Hi
just a few updates about our problem. I tried a different setup this
time : no iperf on the OpenBSD router, only ip forwarding :
I have 1 linux (kernel 2.6) as a load generator on each of 2 vlans
routed by the OpenBSD, no process on it except a top to monitor
interrupts and load level.
I modified iperf to generate very very small packets : I want this time
to determine the bottleneck on openBSD.
All I can do between the 2 linuxes and before an interrupt load of 100%
on the router is about 140Kpps (-> 5MB/s only) :
[ 4] 1.0- 2.0 sec 5.45 MBytes 45.7 Mbits/sec 0.009 ms 0/142862 (0%)

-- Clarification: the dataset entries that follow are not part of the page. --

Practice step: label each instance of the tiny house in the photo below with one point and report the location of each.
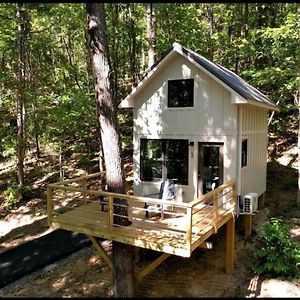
(199, 124)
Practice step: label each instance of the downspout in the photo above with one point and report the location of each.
(239, 155)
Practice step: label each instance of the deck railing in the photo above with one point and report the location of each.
(189, 221)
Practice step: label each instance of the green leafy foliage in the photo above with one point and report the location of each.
(258, 41)
(277, 255)
(12, 195)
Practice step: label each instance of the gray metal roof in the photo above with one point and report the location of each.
(231, 79)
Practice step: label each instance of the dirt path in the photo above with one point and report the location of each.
(84, 274)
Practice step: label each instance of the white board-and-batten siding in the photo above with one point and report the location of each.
(254, 129)
(212, 119)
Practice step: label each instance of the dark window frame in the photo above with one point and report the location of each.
(177, 84)
(244, 153)
(164, 160)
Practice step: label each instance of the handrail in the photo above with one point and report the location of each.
(84, 177)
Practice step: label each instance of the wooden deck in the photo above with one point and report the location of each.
(185, 226)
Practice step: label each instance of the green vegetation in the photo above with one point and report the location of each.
(276, 254)
(258, 41)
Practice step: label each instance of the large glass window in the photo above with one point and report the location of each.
(164, 159)
(181, 93)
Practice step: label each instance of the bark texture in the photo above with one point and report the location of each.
(123, 270)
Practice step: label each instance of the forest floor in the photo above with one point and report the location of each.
(84, 274)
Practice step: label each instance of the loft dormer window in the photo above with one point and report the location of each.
(181, 93)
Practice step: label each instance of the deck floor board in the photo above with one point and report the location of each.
(167, 235)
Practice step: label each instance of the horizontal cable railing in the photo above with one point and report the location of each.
(185, 221)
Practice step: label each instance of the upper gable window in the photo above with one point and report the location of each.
(181, 93)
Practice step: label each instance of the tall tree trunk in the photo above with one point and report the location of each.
(20, 104)
(132, 46)
(123, 258)
(151, 35)
(297, 100)
(245, 26)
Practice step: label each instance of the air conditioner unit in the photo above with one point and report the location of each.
(249, 204)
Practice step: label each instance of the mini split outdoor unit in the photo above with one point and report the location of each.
(249, 204)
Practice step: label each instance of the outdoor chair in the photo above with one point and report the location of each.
(166, 192)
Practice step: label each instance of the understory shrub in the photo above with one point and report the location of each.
(277, 255)
(12, 195)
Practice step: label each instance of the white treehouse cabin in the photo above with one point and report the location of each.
(199, 130)
(199, 124)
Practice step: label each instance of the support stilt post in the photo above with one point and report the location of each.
(230, 237)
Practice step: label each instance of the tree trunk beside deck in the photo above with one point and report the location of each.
(123, 270)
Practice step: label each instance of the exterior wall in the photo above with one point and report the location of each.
(212, 119)
(255, 129)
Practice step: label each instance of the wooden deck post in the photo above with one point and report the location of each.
(248, 225)
(230, 236)
(261, 200)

[ 4] 2.0- 3.0 sec 5.45 MBytes 45.7 Mbits/sec 0.010 ms 0/142860 (0%)
[ 4] 3.0- 4.0 sec 5.45 MBytes 45.7 Mbits/sec 0.009 ms 0/142841 (0%)

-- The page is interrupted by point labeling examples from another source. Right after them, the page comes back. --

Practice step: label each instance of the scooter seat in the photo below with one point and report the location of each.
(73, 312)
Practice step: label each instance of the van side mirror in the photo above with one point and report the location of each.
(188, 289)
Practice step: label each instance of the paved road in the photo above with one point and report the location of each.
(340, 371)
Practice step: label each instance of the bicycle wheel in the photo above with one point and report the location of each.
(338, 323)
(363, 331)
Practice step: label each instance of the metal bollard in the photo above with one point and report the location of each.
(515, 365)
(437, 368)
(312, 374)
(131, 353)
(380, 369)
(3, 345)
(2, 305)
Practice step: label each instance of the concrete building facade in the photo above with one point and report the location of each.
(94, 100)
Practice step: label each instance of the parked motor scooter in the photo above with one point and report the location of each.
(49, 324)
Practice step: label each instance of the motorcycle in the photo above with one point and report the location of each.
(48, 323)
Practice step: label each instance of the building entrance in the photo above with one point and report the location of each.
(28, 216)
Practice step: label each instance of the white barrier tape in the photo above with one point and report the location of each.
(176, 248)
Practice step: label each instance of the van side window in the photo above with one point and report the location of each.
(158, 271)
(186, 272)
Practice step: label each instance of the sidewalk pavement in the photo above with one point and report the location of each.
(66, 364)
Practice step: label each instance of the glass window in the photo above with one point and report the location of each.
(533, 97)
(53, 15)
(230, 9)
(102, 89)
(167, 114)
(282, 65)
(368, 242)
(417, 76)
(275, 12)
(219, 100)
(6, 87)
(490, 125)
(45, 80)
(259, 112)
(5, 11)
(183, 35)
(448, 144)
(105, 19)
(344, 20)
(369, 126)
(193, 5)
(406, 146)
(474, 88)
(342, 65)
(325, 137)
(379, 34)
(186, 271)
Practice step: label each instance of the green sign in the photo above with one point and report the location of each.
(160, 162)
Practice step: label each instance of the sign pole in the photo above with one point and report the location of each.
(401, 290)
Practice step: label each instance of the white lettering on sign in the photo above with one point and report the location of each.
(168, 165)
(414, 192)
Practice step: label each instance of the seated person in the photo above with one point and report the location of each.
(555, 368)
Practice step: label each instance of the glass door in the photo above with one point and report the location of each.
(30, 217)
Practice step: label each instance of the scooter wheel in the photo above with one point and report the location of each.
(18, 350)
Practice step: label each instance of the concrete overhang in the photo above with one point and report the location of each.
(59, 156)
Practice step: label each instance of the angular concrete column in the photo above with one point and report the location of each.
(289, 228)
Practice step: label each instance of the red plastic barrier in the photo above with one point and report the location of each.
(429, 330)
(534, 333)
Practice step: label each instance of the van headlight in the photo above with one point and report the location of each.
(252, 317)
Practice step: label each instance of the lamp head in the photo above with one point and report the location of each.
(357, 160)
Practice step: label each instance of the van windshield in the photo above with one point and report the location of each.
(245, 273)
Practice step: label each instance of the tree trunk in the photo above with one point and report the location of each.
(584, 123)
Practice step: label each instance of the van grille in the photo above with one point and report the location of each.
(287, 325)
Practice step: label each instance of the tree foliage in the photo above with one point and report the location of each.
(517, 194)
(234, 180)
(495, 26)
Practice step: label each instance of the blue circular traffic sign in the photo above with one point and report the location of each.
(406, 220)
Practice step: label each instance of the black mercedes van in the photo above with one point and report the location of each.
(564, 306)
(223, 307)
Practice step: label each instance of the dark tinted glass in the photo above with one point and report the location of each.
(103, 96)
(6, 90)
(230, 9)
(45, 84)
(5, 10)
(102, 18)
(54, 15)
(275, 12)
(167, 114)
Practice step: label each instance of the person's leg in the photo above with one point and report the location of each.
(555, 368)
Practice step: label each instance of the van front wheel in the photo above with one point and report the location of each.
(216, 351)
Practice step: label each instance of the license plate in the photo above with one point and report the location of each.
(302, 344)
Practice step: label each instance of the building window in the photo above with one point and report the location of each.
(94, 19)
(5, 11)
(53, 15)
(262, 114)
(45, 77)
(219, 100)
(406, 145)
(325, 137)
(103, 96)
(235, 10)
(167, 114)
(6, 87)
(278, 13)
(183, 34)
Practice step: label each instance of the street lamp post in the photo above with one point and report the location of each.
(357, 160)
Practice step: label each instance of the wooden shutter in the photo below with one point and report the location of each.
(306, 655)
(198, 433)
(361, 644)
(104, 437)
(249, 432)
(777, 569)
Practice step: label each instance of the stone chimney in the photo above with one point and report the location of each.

=> more packets/s from the sender would mean dropped packet on the
router and loss on the receiver.
And to demonstrate the maximum capabilities of the load generators, the
same mono-thread iperf test between the 2 linuxes on the same vlan
(without router) :
[ 5] 1.0- 2.0 sec 12.6 MBytes 105 Mbits/sec 0.003 ms 0/329213 (0%)
[ 5] 2.0- 3.0 sec 12.6 MBytes 106 Mbits/sec 0.003 ms 0/329980 (0%)

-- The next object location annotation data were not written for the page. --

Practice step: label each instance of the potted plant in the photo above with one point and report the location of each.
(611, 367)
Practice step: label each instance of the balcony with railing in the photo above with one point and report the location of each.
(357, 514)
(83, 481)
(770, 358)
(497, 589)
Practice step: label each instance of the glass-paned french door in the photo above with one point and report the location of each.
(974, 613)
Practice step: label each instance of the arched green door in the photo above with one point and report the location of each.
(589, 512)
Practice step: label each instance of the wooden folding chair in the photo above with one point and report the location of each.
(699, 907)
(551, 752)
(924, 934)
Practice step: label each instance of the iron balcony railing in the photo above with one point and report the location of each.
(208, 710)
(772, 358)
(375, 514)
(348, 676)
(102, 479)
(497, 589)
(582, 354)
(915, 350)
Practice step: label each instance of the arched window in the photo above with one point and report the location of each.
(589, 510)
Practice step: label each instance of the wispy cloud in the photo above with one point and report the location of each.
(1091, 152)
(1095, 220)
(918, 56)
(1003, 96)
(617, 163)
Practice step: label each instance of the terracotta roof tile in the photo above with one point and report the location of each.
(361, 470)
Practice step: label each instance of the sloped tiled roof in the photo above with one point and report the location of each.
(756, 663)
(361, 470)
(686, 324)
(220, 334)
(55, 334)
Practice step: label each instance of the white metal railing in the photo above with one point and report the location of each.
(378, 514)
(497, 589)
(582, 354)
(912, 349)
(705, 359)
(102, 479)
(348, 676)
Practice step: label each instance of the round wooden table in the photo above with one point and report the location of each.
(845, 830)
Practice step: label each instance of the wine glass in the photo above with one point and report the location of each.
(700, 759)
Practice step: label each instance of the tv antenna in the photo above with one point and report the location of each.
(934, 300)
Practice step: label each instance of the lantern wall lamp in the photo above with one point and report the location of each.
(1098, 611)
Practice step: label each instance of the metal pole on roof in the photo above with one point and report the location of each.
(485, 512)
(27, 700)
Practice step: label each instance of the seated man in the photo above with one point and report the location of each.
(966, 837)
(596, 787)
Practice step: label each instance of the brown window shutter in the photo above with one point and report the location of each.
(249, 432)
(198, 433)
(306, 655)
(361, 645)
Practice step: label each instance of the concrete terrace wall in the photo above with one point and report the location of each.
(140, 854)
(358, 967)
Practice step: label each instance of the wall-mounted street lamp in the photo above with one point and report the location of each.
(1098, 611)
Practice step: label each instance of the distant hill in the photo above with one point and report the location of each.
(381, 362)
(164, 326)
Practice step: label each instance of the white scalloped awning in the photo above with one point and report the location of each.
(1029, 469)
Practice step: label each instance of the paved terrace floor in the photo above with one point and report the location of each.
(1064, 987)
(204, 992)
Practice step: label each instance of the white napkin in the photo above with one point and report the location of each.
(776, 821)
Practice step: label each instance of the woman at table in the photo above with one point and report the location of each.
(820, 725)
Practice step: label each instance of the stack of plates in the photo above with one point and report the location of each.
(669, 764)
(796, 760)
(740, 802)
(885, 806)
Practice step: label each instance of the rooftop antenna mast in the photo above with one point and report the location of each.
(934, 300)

[ 5] 3.0- 4.0 sec 12.6 MBytes 106 Mbits/sec 0.003 ms 0/330488 (0%)
330kpps without loss and 1 busy CPU on the linux. But still more than
twice the packet rate through the router.
(And just for the fun, despite the announce of the capability of FreeBSD
to route 1Mpps, our 5.3 on bi-opteron is only able to route ~140Kpps too)
So the conclusion may be that the BSD hardwares are limited by the
ability of their OS to manage interrupts properly...
What do you think about this ?
Frederic
Frederic BRET wrote:
Hi all,
This is my first post to this list. I'm trying to understand why our
OpenBSD PF router is not able to cope correctly with needed gigabit
speeds....
I have two Dell 1750 single-Xeon 2.8GHz. The first is our production
router still under OpenBSD 3.4 beta with PF since 2 years, and the
second one is a fresh OpenBSD 3.7 under Generic stock kernel. The
ultimate goal beeing to build a CARP dual router with the 2 machines.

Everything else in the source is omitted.